Contendas particulares

Olá amigos, agradeço os comentários no último post que fiz, espero que estejam gostando do Blog e dos seus escritos. Semana turbulenta, post em cima de post. Mas vamos lá…

Até onde vai a nossa amizade? Até onde nossos interesses não se chocam? Ou conseguimos transpor a vaidade, os interesses particulares em prol da manutenção de um amigo? Aqui vale uma citação:

  • “Se nos fosse dado o poder mágico de ler na mente uns dos outros, o primeiro efeito seria sem dúvida o fim de todas as amizades” Bertrand Russel

Afinal podemos concordar com o que diz Russel? Quantas vezes deixamos de expressar o que sentimos e/ou pensamos para agradar um amigo? Seria isto hipocrisia?

Você já teve aquele momento nostálgico em parar para pensar em quem eram seus amigos a 2, 4 anos atrás e o que aconteceu que levou você a se afastar dessa pessoa? Ou então já pensou em falar o pensa à respeito do que lhe perguntam e ver quantos amigos lhe sobram?
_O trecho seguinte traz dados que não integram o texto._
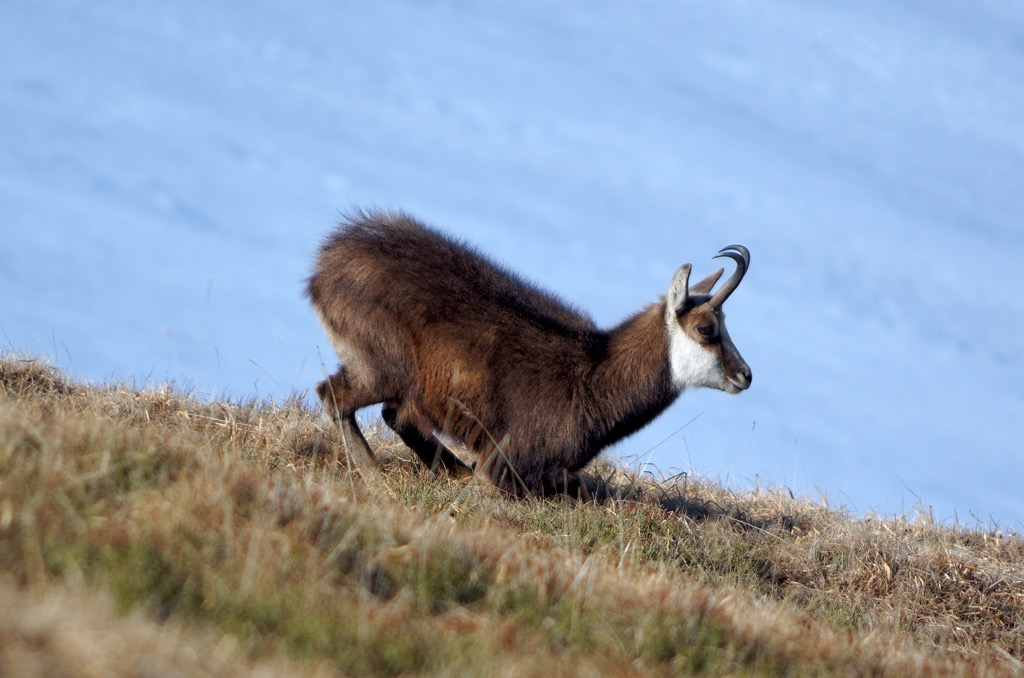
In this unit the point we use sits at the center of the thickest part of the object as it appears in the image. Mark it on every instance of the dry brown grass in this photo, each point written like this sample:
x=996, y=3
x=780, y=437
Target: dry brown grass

Em alguns casos brigas, divergências de opiniões ou ações acabaram por me afastar de pessoas que participaram por um bom tempo da minha vida. Mas o ser humano, foi feito para viver em sociedade, pelo menos a maioria de nós! E sempre estamos a renovar as amizades, perpetuamos aquelas que nos entendem e que aceitam como somos.

Creio que não devemos deixar de nos expressar, mas podemos dizer as coisas de variadas formas, podemos ser educados, ou não, para contestar um amigo, e é aí que reside boa parte das contendas, a forma como se dizer as coisas, um pouco de cortesia (O Cortês agradece) nunca é demais.

Às vezes a contenda leva ao embate de qualquer forma e aí então temos que saber discernir até que ponto é amizade realmente ou hipocrisia. Neste momento digo-lhes para conduzirem a situação com bastante sinceridade, e sem arautos, diretamente entre os ‘interessados’.

Acho que já deu para promover um pouco a reflexão dos Irmãos com este texto. Não ficou do agrado, mas está aí meus irmãos!